Schwarz, Konrad wrote:
...
> > The second takes the address of a data pointer variable and
> > asks that the representation of a function pointer be stored
> > at that address. Since this is undefined behavior too, a
> > compiler could in principle guess what the intent is and do
> > the right thing; but in practice, any compiler will do
> > exactly what it's asked to do.
>
> Actually, the C standard requires compilers to do the "wrong"
> thing. See below.
Actually, that depends on details that are implementation-defined,
possibly unspecified, and not entirely clear in the C standard. The
pointer conversion may violate alignment requirements on some
implementations, making the behaviour completely undefined (which means
that the C standard does *not* require the compiler to do the "wrong"
thing, and in principle a compiler could read the programmer's mind and
do the "right" thing). Also, if function pointers are smaller than void
pointers, the assignment overwrites bytes outside of the object it's
meant to assign to, again causing undefined behaviour. But yes, on
implementations where the pointer conversion works and produces a
pointer to a sufficiently large object, the standard requires the
assignment to store a char-pointer representation in (a portion of) an
object declared as a function pointer. But whether that is the "wrong"

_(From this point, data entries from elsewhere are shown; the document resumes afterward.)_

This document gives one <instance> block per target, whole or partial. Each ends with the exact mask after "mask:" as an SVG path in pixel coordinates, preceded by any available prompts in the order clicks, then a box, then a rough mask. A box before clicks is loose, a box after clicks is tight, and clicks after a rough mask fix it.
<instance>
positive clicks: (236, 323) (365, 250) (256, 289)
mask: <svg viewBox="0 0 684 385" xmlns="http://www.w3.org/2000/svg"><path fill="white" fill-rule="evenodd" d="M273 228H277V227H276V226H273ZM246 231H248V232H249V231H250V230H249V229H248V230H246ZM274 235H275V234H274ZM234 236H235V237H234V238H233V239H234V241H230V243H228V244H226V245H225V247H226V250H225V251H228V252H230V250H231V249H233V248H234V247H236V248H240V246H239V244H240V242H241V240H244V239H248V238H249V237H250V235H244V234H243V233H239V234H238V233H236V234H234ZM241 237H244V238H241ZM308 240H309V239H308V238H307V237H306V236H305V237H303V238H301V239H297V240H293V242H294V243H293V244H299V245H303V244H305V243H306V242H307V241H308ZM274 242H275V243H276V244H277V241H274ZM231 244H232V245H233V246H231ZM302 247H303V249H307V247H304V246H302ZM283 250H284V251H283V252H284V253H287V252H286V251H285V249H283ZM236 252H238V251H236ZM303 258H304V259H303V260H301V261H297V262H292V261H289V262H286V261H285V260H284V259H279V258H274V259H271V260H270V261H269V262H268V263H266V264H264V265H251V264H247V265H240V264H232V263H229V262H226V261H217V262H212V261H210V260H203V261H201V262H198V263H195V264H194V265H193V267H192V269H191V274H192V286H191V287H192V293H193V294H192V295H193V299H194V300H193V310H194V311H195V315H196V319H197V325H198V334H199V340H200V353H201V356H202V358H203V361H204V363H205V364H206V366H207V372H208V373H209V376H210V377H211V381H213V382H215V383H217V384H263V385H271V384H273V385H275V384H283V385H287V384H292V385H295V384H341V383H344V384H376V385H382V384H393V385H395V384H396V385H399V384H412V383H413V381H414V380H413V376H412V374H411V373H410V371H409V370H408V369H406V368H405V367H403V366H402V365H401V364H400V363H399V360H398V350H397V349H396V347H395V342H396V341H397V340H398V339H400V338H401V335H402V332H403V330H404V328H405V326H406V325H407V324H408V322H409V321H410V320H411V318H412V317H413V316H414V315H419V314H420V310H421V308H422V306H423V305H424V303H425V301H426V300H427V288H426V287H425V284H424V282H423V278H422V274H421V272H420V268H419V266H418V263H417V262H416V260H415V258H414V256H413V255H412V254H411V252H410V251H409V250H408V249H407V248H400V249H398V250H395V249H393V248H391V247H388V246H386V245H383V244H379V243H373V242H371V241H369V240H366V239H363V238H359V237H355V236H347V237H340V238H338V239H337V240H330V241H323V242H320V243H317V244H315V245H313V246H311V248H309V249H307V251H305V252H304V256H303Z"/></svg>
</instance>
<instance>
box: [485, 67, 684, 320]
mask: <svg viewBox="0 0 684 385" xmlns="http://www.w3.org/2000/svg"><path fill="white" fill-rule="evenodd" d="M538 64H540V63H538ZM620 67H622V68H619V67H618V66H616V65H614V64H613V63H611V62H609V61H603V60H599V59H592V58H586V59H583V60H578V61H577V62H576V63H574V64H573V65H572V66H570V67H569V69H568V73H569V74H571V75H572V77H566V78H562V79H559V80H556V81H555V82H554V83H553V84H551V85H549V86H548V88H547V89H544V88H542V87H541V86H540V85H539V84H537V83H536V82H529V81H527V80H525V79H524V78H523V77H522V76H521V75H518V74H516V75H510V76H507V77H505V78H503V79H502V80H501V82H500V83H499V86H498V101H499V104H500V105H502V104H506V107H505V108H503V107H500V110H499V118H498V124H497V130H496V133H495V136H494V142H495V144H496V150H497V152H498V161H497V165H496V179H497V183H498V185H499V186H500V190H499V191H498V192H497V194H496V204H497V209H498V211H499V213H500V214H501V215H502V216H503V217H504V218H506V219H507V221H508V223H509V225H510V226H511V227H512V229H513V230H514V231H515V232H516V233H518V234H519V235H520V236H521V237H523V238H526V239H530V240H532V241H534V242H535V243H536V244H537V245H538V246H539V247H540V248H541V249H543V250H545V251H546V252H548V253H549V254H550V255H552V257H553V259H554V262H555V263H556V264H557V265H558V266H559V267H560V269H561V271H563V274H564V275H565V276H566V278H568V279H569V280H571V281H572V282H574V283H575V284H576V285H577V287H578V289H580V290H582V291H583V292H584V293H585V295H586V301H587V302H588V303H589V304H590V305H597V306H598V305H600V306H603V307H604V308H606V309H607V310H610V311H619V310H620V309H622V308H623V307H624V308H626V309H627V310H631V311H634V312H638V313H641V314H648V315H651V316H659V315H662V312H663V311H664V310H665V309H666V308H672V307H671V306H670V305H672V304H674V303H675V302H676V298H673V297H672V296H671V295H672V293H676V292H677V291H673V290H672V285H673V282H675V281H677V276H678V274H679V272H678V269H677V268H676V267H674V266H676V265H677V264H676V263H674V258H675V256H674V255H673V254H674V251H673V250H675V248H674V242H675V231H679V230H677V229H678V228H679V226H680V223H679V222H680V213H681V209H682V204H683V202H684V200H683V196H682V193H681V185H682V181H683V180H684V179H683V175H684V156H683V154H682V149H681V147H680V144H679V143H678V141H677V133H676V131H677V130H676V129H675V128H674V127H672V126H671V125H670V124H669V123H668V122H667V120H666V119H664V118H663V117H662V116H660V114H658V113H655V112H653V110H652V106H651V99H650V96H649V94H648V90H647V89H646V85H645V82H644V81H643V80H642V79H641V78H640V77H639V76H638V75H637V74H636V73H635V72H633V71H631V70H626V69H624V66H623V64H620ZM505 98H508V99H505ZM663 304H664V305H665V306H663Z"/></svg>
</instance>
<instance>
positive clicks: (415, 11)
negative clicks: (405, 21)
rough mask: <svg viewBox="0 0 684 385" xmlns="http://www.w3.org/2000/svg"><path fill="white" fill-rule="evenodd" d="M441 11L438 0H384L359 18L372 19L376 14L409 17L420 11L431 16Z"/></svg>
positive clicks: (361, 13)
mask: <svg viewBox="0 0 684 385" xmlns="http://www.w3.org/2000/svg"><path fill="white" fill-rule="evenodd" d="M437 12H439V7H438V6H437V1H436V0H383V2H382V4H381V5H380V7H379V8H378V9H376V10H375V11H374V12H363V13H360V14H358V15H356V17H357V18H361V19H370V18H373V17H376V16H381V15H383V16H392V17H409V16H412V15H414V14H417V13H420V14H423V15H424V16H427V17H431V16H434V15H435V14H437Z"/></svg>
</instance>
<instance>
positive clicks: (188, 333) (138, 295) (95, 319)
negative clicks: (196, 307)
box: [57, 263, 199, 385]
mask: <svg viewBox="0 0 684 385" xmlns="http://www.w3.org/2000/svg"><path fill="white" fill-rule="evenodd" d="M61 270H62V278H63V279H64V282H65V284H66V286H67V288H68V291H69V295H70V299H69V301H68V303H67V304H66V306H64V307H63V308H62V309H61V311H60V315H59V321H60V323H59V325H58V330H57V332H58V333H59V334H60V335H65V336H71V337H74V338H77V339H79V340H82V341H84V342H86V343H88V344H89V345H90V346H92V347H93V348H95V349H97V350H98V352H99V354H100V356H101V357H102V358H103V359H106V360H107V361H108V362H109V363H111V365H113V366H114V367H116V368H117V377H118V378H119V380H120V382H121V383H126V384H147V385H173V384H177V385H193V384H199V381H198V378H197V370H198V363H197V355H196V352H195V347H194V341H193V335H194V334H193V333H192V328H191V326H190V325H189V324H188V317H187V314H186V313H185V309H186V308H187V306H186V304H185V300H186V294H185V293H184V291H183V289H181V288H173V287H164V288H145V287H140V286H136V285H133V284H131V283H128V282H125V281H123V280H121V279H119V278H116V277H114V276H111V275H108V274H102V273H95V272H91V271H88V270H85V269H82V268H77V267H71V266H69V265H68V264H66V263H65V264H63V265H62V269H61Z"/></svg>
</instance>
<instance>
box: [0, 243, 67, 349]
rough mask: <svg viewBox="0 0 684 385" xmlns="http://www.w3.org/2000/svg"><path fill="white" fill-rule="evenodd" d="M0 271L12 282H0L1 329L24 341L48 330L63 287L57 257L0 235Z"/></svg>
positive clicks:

thing or close enough to the "right" thing depends on whether pointers
to void and pointers to functions have identical size and representation
on the particular implementation.
> "Type punning", as in the original POSIX example, is not
> allowed: "The meaning of a value stored in an object or
> returned by a function is determined by the type of the
> expression used to access it.", C89, 6.1.2.5. For example,
> if on a machine as described above, a character pointer value
> were stored into an object that has been typed as a character
> pointer, it is stored using the character pointer
> representation (where else could it put the extra bits?). If
> it is later retrieved from that same object typed as a
> non-character pointer, the same value, *without* conversion
> of its representation, is extracted: "the meaning of the
> value is determined by the type of the expression used to
> access it". I.e., no conversion!
I would object to saying that it's "the same value" -- it really is a
value with the same representation. In your Cray example, a pointer to
any word-aligned type (including, presumably, pointers to functions) is
represented by the machine address of a word, whereas a pointer to a
character type (or to void) is represented by the word address
multiplied by four, added to the index of a byte inside the word.
Converting between a byte pointer and any other data pointer is done by
shifting the representation by two bits in the appropriate direction.
Converting between a data pointer and a function pointer is undefined
behaviour and the compiler is free to implement it in whatever way it
wants (or not implement it at all).
If compiler developers had read the original Posix example, they could
interpret it as saying that for functions, dlsym() is supposed to return
a void* pointer whose *representation* matches the representation of the
correct function pointer. In other words, the unshifted word address of
the function, rather than a "proper" pointer to the first byte of the
function. (In other words, the void* pointer would seem to point to a
byte within the word located at one-fourth of the real machine address
of the function.)
If they also read the new example, they would interpret it as saying
that the *conversion* of what dlsym() returns to a function pointer must
work as well. They could choose to satisfy both requirements by
implementing conversions between byte pointers and function pointers
*without* the usual address shifting. This would make both POSIX
examples of dlsym() work, but would make those conversions behave in an
unusual way that could break programs that attempt to process code as
data, such as loaders.
|